When a hawk, owl, bobcat or mountain lion — or any other rodent predator — consumes a rodent that has been poisoned with anticoagulant rat poison, it too can bleed to death.

Unfortunately, the state’s new regulations do not go nearly far enough. New data from California Fish and Wildlife have confirmed our fears — wildlife continues to be poisoned from first- and second-generation, as well as other, rat poisons.

Pest-control companies still use second-generation anticoagulants extensively, and consumers still use first-generation anticoagulants. All of these compounds are deadly to wildlife. First-generation poisons are no less problematic than second generation. It takes more of the poison to build up in a rodent’s system, but sooner or later that poisoned rodent becomes a toxic time bomb meal for a predator.

Both first- and second-generation anticoagulants are responsible for the epidemic of mountain lion and bobcat deaths throughout the state. If these poisons do not kill an animal outright, they affect its health and survival.

Illegal marijuana-growing operations are using copious amounts of rat poison to protect their pot plants. In doing so, they are decimating the Pacific fisher population. The fisher is a very rare relative of the weasel that feeds on rodents. If this use of poison continues, Pacific fishers could very well become extinct in our lifetimes.

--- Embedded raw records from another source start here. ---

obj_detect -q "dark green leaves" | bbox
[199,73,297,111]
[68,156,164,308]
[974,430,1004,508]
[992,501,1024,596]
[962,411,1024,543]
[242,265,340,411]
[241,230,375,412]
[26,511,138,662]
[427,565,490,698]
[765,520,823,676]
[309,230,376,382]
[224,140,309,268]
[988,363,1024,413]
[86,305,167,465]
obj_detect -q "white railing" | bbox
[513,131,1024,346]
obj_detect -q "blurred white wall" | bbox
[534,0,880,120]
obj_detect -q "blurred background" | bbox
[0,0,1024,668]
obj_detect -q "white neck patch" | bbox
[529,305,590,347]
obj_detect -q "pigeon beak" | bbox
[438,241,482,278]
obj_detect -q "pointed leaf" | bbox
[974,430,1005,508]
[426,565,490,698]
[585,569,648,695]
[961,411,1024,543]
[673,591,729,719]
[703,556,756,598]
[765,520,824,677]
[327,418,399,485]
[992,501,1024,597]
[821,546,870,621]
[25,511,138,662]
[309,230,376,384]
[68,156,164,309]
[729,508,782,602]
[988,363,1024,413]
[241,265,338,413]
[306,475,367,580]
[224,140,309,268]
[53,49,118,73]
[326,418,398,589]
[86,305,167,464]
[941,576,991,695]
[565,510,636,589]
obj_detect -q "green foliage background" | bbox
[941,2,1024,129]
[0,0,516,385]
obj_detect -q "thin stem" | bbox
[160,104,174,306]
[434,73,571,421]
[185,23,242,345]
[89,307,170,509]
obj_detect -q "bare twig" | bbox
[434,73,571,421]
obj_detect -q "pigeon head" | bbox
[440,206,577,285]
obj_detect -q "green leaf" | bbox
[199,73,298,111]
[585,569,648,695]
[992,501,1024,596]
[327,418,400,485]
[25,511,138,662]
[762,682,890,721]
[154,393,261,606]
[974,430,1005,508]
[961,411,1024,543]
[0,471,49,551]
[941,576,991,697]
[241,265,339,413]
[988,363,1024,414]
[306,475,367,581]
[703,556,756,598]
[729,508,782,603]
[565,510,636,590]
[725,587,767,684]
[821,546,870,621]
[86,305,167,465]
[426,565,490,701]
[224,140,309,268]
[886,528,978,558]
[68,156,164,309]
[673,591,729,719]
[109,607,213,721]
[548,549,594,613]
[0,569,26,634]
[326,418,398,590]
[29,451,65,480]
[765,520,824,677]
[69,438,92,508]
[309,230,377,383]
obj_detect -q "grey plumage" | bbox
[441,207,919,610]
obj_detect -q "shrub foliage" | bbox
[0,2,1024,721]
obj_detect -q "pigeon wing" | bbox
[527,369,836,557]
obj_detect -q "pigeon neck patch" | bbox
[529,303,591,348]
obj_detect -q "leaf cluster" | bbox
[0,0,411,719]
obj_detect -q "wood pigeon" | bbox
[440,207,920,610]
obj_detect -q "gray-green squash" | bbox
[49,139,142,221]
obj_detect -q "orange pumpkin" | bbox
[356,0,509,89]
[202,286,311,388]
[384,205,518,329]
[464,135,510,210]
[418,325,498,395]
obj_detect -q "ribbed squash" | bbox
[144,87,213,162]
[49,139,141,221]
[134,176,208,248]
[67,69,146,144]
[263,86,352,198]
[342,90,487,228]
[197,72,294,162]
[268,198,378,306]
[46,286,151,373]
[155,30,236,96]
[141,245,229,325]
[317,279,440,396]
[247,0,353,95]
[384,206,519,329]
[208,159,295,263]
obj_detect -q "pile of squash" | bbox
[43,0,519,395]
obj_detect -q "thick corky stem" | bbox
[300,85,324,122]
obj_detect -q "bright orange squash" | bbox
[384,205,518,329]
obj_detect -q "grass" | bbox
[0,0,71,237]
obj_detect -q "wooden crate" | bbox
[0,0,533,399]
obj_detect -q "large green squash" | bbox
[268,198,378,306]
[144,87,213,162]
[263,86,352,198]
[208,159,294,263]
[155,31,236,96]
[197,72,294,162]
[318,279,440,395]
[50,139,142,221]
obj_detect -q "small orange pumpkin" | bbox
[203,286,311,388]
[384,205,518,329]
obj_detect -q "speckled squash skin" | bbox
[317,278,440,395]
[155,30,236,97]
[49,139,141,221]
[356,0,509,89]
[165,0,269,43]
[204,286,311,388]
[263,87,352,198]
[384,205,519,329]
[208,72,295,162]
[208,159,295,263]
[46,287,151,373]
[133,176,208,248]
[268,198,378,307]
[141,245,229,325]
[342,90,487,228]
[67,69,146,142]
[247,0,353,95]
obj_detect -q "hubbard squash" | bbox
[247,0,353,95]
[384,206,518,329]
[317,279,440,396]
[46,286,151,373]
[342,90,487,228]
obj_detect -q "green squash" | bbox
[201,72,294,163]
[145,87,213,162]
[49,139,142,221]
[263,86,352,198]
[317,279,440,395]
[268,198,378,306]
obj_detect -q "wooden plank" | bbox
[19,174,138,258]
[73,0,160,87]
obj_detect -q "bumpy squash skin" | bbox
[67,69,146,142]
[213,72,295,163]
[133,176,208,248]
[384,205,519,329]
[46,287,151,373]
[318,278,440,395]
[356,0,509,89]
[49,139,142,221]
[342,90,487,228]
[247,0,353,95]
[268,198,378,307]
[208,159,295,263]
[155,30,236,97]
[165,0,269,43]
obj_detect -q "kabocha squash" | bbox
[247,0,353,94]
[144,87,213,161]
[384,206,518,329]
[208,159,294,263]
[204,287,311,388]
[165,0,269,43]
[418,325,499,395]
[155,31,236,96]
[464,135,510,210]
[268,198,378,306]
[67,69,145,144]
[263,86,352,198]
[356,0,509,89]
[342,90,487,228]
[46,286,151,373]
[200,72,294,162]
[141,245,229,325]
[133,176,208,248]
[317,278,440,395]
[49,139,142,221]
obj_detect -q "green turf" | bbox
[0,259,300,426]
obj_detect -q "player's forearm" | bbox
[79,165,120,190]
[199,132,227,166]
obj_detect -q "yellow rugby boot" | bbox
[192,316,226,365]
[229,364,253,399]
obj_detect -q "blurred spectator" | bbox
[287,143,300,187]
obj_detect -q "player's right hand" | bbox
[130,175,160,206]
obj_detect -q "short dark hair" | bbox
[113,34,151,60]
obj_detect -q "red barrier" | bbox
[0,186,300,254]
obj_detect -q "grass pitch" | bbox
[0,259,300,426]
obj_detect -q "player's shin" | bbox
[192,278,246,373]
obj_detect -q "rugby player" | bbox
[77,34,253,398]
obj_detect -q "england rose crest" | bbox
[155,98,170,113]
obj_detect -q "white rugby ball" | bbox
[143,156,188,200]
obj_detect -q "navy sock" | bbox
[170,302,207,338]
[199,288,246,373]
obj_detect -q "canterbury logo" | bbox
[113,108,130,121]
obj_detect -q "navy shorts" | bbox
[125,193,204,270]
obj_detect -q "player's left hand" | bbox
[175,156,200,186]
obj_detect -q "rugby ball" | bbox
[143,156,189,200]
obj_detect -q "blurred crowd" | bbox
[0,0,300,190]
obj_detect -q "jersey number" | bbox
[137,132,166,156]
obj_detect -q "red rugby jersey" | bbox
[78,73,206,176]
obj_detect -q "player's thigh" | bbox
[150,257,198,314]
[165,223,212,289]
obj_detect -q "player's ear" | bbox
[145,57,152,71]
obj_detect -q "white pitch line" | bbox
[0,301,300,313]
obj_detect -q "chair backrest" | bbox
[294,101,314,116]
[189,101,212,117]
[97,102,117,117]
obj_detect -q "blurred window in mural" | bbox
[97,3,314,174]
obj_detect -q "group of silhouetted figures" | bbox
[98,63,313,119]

Many dogs and cats have also been victims of rat poison, including from a new nerve toxin, bromethalin, which has no antidote. If your pet consumes this poison, there is nothing that can be done to save it.

There are no “safe” poisons.

If you have a rodent problem, find out why they are coming to your yard, house or garage. Usually there is a source of food and water — fallen birdseed, backyard chicken feed, ivy for shelter — find it and clean it up. Often there are tiny holes in homes or garages that give rodents access. Those openings can be sealed off once the rodent is killed inside with a snap trap or electronic trap, which are the only safe rodent-control methods. These should really only be used inside a home or garage. If they are used outside, they should be used inside “bait boxes” — the kind that pest control companies put poison in — with a length of PVC tubing extending from the entryway so that songbirds or other animals do not get caught unintentionally in the snap traps.

Glue traps are inhumane and have caught songbirds, small owls, snakes and other beneficial animals.

Raptors Are The Solution and our many partners, particularly Poison Free Malibu in Southern California, are beginning to work with some interested state legislators on closing the huge loopholes in last year’s law.

As long as these poisons are used, our wildlife will continue to perish, and we will continue to kill the very animals that prey on rats.

Lisa Owens Viani, director

Raptors Are The Solution, Berkeley

DEAR LISA: Keep up the good work and let us know what we can do to help strengthen the laws.